Depending on the version of Linux, most of the code it consists of (in terms of lines-of-code) is driver code; the percentage ranges from 50% (for mature releases) to 70% (for new releases). Moreover, they find that driver code is up to 6 times buggier than the rest of Linux. This is attributed to driver developers being less familiar with the kernel interfaces and the fact that driver code is used by much fewer users.
They use seven checkers that look at the following types of bugs: - call a blocking function with interrupts disabled or spinlock held - use freed memory - forget to restore disabled interrupts - double-acquiring a lock - not checking potentially-NULL return pointers (e.g., from kmalloc) - use pointers from user land without checking them - allocate large stack variables (>1 KB) on the fixed-size kernel stack
The paper presents a graph of bug lifetimes, i.e. the amount of time from when the bug is introduced to when it is eliminated from the code base. The # of bugs vs. lifetime distribution is somewhat exponentially decreasing but long-tailed, starting at about 650 bugs with lifetimes of a few days, dropping to 400 bugs that lived a few months, down to 100 bugs that lived for 2 years, etc. The long tail is possible explained by latent bugs that are on rarely executed error paths. Overall, they find that 40%-60% of the bugs in any given release were introduced during the one year prior to release.
The paper makes a fuzzy argument that is meant to validate the belief that bugs cluster in files, due to the number of bugs being proportional to a developer's skill. Another hypothesis is that heavily used functions would have fewer bugs. To verify this, the authors did a topological sort of the kernel call graph to estimate how many flow-insensitive global paths pass through each function. The most frequently invoked functions turned out to be printk (~ 10mil paths) and spin_lock / spin_unlock (each ~2.5mil paths). Plotting the number of errors vs. paths seems to confirm the hypothesis. However, one alternate explanation could be that almost all functions have very few paths through them.

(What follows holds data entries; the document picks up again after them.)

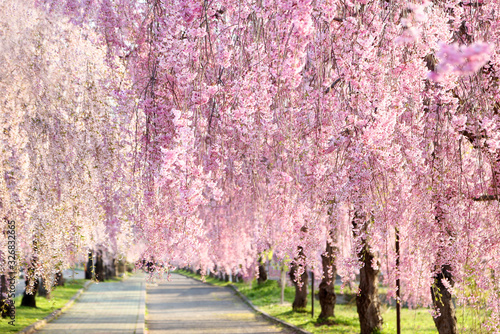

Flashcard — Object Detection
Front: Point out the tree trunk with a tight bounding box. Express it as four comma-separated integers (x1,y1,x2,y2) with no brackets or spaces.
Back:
55,271,65,286
110,258,117,278
0,275,13,318
117,259,125,275
258,258,268,284
38,277,49,298
21,274,38,307
353,211,383,334
290,247,308,311
105,260,116,280
85,251,93,279
95,251,105,282
357,243,383,334
120,260,126,274
280,264,286,304
22,241,39,308
318,238,337,320
432,199,458,334
431,265,457,334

The surprising part is that, based on the measurements reported in this paper, OpenBSD 2.8 proved itself buggier than Linux 2.4.1 with all the checkers they ran, anywhere, by from 20% to almost 6 times worse.

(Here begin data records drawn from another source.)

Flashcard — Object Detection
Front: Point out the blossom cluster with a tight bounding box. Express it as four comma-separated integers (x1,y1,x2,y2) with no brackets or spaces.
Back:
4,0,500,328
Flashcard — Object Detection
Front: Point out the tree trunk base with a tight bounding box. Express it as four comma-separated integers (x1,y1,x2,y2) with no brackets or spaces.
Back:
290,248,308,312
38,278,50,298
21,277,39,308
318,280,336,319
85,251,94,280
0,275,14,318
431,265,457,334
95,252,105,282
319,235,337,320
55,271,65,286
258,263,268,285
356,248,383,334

The process the authors used is mainly automatic, which is cool. The manual work consists of writing the checkers and auditing found bugs. The automatic part includes finding a bug, cross-checking its existence in prior/future releases, locating its birth/death, etc. It also appears that the authors are confused w.r.t. how fault injection works -- they claim it inserts bugs in code, whereas FI is primarily about injecting faults in application state, rather than application code.